I assure him that I have, and the poor fellow is so taken aback by this simple little act of kindness that all he can say is, “I’m blessed!” and that he keeps on repeating.

By degrees, though, we are in full conversation, and I have told him about seeing his wife and given her message of love, and then he has told me with the greatest exactness all about the way in which that nearside horse let out at him with his off hoof, and caught him in the leg. There are no bones broken, but it has been very painful, and how that he should have been at Saint George’s or Charing Cross Hospital only a doctor who lived at Richmond and often rode up and down on his omnibus wanted him to come into his hospital, University College.

“And precious kind he’s been to me, that he has. Why, if I’d been his own brother he couldn’t have done for me better.”

And so he chatted on about himself, his wife and children, and lastly, as he found a willing listener, about horses, the one that kicked him, and horses in general.

“I don’t think as the poor creetur did it out of spite again me ma’am,” he said, “for I’m always pretty gentle with horses, for I likes ’em. He let out at me because, perhaps, a fly touched him or out of fidgetiness or something; but anyhow I got it.

“You’d hardly think it, lying wrapped up warm here, but being weak I s’pose has brought out my rheumatics horrid.

“Wonderful trying thing to a man’s constitution is ’bus driving; particular when them cold winds and biting rains are on. Then’s the time one suffers from the rheumatics. Don’t know what they are, I s’pose? Good job for you, ma’am. Take my advice, and keep them at a distance, for they’re a sort of poor relation as will stick to you; and so sure as you fancy you’ve got rid of them, back they comes first rainy day as there is. Rainy day, you knows, just the time as poor relations comes down on you; though, p’raps, you ain’t got any poor relations. Some people ain’t—leastwise, none as they knows. Well, first rainy day you’re a bit out o’ sorts they comes back again, the rheumatics does, and you know it, and no mistake.
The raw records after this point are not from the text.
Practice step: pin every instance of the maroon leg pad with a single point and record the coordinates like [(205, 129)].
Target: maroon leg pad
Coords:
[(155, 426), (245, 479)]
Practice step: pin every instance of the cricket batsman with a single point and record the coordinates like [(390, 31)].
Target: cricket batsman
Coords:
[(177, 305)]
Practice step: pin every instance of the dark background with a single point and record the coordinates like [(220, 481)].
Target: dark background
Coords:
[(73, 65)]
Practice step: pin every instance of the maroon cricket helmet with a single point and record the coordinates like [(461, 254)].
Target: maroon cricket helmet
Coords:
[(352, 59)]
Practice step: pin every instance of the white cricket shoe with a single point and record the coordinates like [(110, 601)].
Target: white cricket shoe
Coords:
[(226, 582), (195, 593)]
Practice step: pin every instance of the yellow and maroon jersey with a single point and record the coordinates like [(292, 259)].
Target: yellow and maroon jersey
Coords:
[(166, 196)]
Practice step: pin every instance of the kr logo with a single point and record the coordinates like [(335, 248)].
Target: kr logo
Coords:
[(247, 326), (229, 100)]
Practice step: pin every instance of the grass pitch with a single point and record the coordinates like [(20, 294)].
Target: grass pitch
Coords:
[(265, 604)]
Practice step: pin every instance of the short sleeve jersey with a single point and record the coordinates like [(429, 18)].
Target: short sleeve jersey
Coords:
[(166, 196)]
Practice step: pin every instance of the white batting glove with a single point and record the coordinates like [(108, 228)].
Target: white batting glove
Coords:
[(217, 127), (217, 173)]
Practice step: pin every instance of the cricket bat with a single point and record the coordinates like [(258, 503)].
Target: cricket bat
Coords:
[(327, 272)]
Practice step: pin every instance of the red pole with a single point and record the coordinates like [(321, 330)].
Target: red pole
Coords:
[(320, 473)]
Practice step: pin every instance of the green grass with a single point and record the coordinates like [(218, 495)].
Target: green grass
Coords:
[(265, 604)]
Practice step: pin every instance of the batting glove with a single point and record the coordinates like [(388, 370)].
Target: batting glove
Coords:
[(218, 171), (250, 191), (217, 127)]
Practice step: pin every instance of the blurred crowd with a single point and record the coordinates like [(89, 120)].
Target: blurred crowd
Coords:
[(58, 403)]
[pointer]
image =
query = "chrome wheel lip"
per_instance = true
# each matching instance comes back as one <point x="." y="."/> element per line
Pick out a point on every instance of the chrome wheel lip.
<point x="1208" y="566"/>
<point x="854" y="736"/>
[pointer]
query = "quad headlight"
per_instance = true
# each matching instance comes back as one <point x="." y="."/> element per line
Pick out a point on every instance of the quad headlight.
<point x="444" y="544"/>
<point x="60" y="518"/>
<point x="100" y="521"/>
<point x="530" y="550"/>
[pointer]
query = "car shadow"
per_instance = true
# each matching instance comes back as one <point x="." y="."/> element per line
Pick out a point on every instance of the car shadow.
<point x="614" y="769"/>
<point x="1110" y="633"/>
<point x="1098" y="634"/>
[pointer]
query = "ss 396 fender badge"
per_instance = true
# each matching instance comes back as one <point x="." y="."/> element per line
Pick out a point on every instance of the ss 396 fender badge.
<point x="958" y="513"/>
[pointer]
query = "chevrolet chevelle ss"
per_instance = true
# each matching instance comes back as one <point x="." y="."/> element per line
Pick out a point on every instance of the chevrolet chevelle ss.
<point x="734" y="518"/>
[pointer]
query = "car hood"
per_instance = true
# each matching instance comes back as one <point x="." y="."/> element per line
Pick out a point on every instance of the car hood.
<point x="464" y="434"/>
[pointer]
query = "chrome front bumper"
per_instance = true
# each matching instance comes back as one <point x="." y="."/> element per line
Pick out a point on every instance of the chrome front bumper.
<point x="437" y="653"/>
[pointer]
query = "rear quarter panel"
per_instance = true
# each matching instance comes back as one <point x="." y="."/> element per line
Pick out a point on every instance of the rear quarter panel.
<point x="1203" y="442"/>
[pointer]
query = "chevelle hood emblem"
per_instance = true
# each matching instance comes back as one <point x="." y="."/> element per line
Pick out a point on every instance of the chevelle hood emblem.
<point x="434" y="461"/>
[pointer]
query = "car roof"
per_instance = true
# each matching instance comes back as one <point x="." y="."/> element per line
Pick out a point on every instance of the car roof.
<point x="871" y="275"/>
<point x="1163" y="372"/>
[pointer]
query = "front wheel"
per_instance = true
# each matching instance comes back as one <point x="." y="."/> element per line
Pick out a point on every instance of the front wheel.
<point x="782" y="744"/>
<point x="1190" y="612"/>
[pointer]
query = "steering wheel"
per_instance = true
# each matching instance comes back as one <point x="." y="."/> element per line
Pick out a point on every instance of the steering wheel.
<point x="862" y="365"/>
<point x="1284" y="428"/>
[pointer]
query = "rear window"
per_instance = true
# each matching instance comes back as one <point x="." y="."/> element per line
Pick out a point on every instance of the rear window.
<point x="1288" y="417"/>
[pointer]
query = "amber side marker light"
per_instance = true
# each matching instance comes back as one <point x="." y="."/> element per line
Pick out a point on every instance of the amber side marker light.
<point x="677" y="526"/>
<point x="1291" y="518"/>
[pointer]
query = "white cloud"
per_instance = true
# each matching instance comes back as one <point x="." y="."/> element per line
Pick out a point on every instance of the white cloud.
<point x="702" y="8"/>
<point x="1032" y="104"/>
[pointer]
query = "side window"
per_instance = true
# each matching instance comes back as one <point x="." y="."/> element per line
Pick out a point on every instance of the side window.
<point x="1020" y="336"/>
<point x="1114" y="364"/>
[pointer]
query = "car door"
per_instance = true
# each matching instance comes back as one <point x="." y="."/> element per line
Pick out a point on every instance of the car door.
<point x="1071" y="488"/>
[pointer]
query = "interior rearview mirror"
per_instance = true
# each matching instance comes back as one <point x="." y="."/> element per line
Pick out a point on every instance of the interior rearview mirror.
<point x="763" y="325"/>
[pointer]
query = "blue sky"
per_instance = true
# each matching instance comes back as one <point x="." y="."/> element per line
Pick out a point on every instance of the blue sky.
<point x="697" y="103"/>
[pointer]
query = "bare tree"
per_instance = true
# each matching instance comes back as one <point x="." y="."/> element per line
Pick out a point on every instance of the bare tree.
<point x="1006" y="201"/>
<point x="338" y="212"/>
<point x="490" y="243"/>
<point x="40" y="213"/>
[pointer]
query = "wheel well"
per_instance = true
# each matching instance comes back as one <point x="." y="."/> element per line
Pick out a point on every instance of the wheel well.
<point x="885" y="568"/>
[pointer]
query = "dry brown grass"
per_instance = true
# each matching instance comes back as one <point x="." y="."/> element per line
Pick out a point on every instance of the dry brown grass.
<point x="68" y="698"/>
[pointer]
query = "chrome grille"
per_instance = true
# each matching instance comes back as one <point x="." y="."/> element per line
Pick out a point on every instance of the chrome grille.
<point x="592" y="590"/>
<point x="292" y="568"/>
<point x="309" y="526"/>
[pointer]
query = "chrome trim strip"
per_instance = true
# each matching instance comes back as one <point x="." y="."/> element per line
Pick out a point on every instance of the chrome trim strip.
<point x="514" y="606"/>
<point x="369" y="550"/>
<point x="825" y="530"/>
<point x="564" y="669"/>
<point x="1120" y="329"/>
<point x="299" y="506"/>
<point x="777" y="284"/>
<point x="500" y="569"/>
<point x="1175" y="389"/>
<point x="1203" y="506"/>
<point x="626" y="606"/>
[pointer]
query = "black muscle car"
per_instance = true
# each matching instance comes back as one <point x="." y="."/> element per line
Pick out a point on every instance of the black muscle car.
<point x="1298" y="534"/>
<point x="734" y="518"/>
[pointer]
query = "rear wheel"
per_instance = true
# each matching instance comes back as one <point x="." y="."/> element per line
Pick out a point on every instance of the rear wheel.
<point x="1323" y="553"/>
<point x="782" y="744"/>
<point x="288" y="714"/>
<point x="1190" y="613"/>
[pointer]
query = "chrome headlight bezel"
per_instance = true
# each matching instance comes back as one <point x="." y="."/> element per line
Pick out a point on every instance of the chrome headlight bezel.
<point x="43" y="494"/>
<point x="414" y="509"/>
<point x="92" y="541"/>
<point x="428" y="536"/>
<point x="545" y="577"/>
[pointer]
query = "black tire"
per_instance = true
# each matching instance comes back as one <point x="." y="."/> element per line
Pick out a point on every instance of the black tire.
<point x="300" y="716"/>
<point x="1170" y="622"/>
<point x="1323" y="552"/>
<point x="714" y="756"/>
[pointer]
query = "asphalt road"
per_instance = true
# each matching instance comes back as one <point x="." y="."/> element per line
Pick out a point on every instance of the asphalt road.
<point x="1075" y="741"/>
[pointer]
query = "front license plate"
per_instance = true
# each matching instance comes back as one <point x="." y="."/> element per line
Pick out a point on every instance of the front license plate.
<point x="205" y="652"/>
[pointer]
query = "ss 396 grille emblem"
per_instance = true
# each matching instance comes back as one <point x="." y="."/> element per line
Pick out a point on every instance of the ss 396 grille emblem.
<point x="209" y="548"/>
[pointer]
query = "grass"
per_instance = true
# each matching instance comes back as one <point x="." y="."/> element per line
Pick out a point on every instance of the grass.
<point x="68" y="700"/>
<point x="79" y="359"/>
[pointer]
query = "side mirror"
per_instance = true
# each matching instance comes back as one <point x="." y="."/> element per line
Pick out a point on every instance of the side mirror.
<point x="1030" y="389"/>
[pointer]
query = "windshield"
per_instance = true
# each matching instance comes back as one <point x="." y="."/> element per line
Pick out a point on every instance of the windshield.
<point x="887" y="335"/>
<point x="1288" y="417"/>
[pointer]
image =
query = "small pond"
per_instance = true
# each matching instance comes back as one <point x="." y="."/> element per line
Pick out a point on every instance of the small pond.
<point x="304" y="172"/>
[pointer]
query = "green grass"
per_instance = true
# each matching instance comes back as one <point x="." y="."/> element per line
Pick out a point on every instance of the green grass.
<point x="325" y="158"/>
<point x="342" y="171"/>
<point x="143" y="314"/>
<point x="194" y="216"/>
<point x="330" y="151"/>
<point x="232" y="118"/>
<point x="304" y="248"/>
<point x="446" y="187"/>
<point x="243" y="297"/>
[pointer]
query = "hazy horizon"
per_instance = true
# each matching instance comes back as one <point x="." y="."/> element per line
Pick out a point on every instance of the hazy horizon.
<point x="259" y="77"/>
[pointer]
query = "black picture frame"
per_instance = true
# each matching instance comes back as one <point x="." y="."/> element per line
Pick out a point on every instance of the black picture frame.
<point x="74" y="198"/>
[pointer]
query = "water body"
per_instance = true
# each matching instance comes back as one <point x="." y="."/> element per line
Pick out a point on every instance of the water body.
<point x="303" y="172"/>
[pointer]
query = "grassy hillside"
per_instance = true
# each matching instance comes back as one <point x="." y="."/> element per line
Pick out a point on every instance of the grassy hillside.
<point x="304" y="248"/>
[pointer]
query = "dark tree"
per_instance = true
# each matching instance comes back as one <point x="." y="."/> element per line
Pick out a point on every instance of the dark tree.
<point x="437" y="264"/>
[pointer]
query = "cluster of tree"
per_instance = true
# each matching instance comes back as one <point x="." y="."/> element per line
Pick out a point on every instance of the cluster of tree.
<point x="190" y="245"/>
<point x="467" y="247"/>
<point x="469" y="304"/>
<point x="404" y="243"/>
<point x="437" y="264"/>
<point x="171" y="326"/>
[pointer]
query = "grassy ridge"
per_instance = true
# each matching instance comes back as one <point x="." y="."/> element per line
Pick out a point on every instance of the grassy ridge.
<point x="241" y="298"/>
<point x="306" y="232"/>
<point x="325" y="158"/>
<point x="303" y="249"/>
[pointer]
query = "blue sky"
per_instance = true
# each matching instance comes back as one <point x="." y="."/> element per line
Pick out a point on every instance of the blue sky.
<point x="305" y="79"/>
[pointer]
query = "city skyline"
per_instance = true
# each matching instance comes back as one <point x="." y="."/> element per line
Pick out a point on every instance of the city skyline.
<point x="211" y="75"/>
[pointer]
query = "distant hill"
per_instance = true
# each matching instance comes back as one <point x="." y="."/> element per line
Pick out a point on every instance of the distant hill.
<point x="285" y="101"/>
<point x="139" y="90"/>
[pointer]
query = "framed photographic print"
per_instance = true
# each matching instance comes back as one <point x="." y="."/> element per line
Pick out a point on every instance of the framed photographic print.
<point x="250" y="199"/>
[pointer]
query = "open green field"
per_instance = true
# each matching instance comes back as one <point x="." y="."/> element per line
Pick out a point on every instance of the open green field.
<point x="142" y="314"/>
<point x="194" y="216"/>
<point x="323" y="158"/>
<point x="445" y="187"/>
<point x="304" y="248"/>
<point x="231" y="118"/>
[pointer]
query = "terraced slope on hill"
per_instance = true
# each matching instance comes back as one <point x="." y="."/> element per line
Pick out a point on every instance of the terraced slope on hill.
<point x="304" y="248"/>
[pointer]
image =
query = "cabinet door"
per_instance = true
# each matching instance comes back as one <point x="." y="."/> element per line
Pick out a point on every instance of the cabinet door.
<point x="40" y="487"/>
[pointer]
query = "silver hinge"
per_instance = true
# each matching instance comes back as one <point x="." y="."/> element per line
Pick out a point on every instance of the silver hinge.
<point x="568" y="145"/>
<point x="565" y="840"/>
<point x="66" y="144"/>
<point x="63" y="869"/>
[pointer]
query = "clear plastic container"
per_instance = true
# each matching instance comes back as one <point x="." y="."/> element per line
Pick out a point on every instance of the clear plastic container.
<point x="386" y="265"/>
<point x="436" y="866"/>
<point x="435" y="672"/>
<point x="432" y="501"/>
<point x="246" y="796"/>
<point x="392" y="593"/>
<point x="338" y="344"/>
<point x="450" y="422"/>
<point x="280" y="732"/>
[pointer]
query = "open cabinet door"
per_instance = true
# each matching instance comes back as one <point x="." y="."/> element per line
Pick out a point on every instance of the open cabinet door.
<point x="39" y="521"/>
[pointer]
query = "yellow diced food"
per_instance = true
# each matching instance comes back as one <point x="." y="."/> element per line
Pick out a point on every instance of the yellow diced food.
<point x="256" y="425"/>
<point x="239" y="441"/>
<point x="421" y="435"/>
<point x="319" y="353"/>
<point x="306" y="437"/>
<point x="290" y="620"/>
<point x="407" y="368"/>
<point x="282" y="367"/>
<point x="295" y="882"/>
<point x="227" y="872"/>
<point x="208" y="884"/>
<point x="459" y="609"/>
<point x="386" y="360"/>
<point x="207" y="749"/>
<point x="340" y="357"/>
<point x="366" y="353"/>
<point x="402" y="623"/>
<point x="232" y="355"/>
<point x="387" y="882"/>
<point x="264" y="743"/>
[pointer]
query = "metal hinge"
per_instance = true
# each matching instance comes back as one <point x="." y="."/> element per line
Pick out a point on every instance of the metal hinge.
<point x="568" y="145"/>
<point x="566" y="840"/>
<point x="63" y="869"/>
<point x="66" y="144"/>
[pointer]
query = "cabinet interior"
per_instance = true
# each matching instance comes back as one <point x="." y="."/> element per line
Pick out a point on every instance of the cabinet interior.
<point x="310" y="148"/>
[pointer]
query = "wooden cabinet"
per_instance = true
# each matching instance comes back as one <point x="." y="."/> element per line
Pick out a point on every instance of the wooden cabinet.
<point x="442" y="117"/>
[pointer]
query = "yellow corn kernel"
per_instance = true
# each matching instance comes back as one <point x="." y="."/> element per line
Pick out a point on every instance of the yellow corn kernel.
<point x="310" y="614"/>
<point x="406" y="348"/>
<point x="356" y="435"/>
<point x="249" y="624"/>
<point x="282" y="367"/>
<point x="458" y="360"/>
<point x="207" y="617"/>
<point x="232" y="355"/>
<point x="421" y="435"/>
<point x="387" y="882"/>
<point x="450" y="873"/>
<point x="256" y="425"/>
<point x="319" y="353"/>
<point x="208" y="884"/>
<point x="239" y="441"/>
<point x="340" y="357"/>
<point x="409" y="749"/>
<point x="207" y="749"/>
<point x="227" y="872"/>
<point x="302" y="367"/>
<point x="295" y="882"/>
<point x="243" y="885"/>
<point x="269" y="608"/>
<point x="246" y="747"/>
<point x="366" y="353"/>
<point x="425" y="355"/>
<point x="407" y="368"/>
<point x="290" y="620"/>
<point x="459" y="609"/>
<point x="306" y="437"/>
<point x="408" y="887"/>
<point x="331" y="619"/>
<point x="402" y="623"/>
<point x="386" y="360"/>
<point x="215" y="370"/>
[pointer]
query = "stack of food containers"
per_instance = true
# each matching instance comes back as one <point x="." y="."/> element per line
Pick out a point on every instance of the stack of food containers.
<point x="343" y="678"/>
“I got ’em through getting wet, and being obliged to sit on the box all day. A raw nip of brandy would have kept ’em off p’raps, but raw nips of brandy tell upon a man, and I promised Sairey I wouldn’t have so many, for she’s werry particular about my personal appearance, and she said as the brandy got in the end of my nose and stopped there; so I sat it out that day without a raw nip, though I was having nips enough anyhow.

“That night I could hardly get off my box; next day I was a bit better, but next night I had to be helped down; and though I fought it out, day after day, knowing as giving up meant stopping the bread and cheese, it got to be so that there was no bearing it, and I couldn’t sit, nor stand, nor sleep without having some drops out of a bottle of stuff as the old woman bought at the chemist’s. Why, it was like toothache beginning in your hip and running right down in your boot, only twice as bad.

“‘Have the doctor,’ says the missus, after I’d been at home two days.